-Re: Sqoop is moving to github!
Aaron Kimball 2010-03-30, 17:52
These are some important questions about the status of the project; thanks
for asking them. I'll go through them inline to preserve context on each
On Tue, Mar 30, 2010 at 1:55 AM, Bernd Fondermann <
[EMAIL PROTECTED]> wrote:
> Hi Aaron,
> Good to see you are a contributor to sqoop. Are you a committer yet?
> Do you haven an ICLA on file with the ASF? I cannot find any record of it.
> I must be missing something here, since PMCs are normally requesting
> ICLAs from people making such substantial code contributions.
It might be more precise to call me *the* contributor to Sqoop. I've written
about 98% of the code for it; a few other individuals have provided me with
small enhancements or bugfixes, but the overwhelming amount of its care and
feeding has been under my watch.
I am not a committer on the Hadoop MapReduce (or any other ASF) project.
Thus far, nobody has invited me to sign an ICLA with my contributor-only
status. I have relied on others (primarily Tom White) to actually commit all
the Sqoop patches to svn.
> On Mon, Mar 29, 2010 at 21:02, Aaron Kimball <[EMAIL PROTECTED]> wrote:
> > Hi Hadoop, Hive, and Sqoop users,
> > For the past year, the Apache Hadoop MapReduce project has played host to
> > Sqoop, a command-line tool that performs parallel imports and exports
> > between relational databases and HDFS. We've developed a lot of features
> > gotten a lot of great feedback from users.
> Who is "we" exactly? Cloudera? Hadoop? You?
Both myself and Cloudera. As said above, the vast majority of the direct
work on the project has been my own. But there are others at Cloudera who
have helped in less visible fashion with feature prioritization, design
input, code review, QA, user support, etc. And the contributions I make to
Sqoop, I do so as an employee of Cloudera.
> > While Sqoop was a contrib project
> > in Hadoop, it has been steadily improved and grown.
> > But the contrib directory is a home for new or small projects incubating
> > underneath Hadoop's umbrella. Sqoop is starting to look less like a small
> > project these days. In particular, a feature that has been growing in
> > importance for Sqoop is its ability to integrate with Hive. In order to
> > facilitate this integration from a compilation and testing standpoint,
> > pulled Sqoop out of contrib and into its own repository hosted on github.
> So, you are forking sqoop. To facilitate that an Hadoop project can
> work with another Hadoop project.
> What are the issues with Hadoop that you cannot do it within Hadoop itself?
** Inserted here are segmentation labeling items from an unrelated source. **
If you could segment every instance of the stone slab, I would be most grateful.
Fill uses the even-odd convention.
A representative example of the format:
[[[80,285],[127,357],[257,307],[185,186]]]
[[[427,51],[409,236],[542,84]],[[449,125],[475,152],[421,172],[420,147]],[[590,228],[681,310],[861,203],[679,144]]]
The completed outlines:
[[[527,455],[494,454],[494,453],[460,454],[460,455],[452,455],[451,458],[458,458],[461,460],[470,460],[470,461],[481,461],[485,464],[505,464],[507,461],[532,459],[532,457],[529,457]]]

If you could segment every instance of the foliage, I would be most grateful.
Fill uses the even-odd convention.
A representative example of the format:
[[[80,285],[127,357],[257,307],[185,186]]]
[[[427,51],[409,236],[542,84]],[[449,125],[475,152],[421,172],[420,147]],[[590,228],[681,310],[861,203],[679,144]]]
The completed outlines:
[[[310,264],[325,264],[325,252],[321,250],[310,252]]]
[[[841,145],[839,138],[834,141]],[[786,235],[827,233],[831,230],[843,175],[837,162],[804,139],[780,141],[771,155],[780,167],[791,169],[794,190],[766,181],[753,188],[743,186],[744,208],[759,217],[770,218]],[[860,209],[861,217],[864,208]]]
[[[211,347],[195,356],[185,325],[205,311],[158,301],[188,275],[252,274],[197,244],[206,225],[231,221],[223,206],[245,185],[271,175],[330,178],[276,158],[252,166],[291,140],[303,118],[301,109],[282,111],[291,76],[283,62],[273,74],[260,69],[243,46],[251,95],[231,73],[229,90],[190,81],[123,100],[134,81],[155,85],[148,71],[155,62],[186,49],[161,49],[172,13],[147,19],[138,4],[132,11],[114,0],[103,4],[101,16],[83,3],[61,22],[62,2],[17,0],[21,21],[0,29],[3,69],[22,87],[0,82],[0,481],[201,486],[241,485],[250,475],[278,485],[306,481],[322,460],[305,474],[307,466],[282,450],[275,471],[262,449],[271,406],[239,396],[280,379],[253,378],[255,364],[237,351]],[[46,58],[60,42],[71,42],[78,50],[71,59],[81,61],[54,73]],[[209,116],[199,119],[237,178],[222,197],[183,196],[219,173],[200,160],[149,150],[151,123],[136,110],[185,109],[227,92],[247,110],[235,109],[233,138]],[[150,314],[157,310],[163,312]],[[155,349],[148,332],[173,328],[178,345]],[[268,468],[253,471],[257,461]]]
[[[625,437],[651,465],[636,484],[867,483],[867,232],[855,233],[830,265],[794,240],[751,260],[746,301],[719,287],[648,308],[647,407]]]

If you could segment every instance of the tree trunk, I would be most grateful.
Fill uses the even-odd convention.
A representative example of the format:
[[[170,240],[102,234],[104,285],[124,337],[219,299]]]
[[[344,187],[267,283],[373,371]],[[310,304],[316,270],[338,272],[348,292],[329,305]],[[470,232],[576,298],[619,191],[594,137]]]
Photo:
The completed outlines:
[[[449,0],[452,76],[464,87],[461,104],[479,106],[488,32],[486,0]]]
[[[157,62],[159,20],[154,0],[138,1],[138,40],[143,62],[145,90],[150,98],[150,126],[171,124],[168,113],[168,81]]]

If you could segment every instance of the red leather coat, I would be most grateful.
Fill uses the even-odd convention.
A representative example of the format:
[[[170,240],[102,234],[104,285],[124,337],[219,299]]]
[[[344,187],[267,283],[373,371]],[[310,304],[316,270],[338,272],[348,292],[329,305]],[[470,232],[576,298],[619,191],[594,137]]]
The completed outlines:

When you put it like that, "forking" seems like a bit of a strong term. As
said in my original email, I prefer to think of it as "moving." (See the
next answer below for more on this.)
I believe Owen has already described some of the technical problems.
Conflating Sqoop's source repository with Hadoop's causes unnecessary
circular dependencies that build tools cannot easily work around. The more
straightforward method is to factor out Sqoop into a separate source
> > You can download all the relevant bits here:
> > http://www.github.com/cloudera/sqoop
> > The code there will run in conjunction with the Apache Hadoop trunk
> > (Compatibility with other distributions/versions is forthcoming.)
> Sqoop is in ASF svn. What do you do when someone is going to continue
> developing it here.
> Then there's a naming clash. Do you intend to rename your fork?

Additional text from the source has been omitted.